Percebe-se que uma coisa é a democratização do estado (ocorrida com a instituição dos parlamentos), outra coisa é a democratização da sociedade, donde se conclui que pode muito bem existir um estado democrático numa sociedade em que a maior parte das suas instituições – da família à escola, da empresa à gestão dos serviços públicos – não são governadas democraticamente”.
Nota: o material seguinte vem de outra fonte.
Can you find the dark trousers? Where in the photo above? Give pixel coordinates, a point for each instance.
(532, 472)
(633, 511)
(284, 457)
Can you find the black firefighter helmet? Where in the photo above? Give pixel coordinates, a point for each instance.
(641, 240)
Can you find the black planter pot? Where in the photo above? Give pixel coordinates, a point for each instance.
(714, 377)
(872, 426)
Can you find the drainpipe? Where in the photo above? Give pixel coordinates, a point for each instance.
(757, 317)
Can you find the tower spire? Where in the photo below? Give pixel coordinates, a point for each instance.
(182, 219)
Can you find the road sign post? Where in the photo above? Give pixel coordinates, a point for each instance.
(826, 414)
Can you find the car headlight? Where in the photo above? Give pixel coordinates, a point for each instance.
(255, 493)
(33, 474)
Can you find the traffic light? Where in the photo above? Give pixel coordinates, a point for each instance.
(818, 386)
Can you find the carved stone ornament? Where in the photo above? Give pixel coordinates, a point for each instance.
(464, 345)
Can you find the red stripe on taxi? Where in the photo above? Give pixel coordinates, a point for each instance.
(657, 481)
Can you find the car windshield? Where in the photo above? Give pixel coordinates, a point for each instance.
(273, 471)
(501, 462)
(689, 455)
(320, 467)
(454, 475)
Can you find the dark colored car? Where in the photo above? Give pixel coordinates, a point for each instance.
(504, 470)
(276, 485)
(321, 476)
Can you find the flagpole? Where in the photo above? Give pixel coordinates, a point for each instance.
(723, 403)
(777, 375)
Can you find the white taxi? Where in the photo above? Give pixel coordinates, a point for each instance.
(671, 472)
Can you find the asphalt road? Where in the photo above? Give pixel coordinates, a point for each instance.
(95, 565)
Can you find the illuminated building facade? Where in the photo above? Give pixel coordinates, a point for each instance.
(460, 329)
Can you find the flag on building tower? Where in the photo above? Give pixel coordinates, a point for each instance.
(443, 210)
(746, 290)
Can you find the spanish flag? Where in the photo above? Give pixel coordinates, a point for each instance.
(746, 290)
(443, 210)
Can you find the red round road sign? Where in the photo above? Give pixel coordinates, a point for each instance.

Se uma das grandes questões que devemos enfrentar é a democratização das nossas instituições, um exemplo concreto certamente nos ajudará a compreender melhor a força dessas ideias. Trata-se da “revolução silenciosa” que ocorreu no mercado de capitais, e que abriu a Bolsa de Valores à população, disseminando o conhecimento e democratizando as oportunidades. Não cabe aqui recontar as inúmeras iniciativas democráticas que foram feitas no início deste século no âmbito da então Bovespa. O que interessa é resgatar uma ideia real, uma prática que condensa o sentido democrático que vem sendo construído nessas últimas páginas: a necessidade de criar mecanismos que tornem instituições hierarquizadas em instituições democráticas, isto é, a criação de um conselho que reunia todos os interessados (sindicatos, investidores individuais, mulheres, etc.).

Foi esta fundamental alteração que permitiu às pessoas deliberarem sobre questões que lhes dizem respeito, ultrapassando o requisito do acesso à informação e dando eficácia à relação de reciprocidade entre instituições e sociedade civil. Não basta o direito de ouvir, não basta informar as pessoas, não é suficiente organizar audiências públicas sem a real possibilidade e deliberação. Somente a existência de conselhos democráticos, com representantes substituíveis e independentes, que garanta tanto o acesso geral como a possibilidade efetiva de participação, somente isso legitima democraticamente nossas instituições. Somente assim ultrapassamos o parâmetro (necessário) da legalidade, e adentramos na esfera da legitimidade.

A consequência teórica e práticas dessas reflexões é que a participação não pode mais ser vista somente como um pressuposto de uma organização. A participação deve ser compreendida como um valor democrático, como um modo de vida da democracia, como exacerbação de uma cultura democrática, de tal forma que a abrangência da participação nas instituições seja um sinal democrático, uma necessidade para o desenvolvimento econômico e social.

Insistir na ideia de que a participação amplia a legitimidade das deliberações oriundas da representação significa lutar pela ampliação da participação da sociedade civil e, ao mesmo tempo, diminuir o espaço do poder invisível que caracteriza as políticas de lobbies. Trata-se, assim, de uma forma de resgatar o conceito de cidadania, e de realocá-lo enquanto eixo estruturante da vida social. Isso não pode ser confundido com a ideia simplista de voto. Como salienta Bernardo Toro, “um cidadão não é uma pessoa que pode votar. Esse é um direito dele, mas isso não faz dele um cidadão. O que faz do sujeito um cidadão é o fato de ele ser capaz de criar ou modificar, em cooperação com outros, a ordem social na qual quer viver, cujas leis vai cumprir e proteger para a dignidade de todos”.

É este núcleo teórico – a necessidade de conselhos deliberativos que articulem representação e participação – que pode servir como pedra angular para avaliação e reestruturação de nossas instituições, de tal forma que a sociedade civil participe da estrutura institucional e, simultaneamente, que seu fortalecimento (da sociedade civil) seja alçado à condição de objetivo institucional.

Com isso, pretende-se contribuir efetivamente para o debate acerca do futuro do Brasil. Somente boas ideias não bastam, é preciso compreendê-las enquanto guia para novas ações, novos sentidos que podem juntar democracia e crescimento econômico e social. 

RAYMUNDO MAGLIANO FILHO
é sócio-diretor da Magliano Corretora; fundador e presidente do Instituto Norberto Bobbio; e foi presidente da Bolsa de Valores de São Paulo - BOVESPA (2001-2007).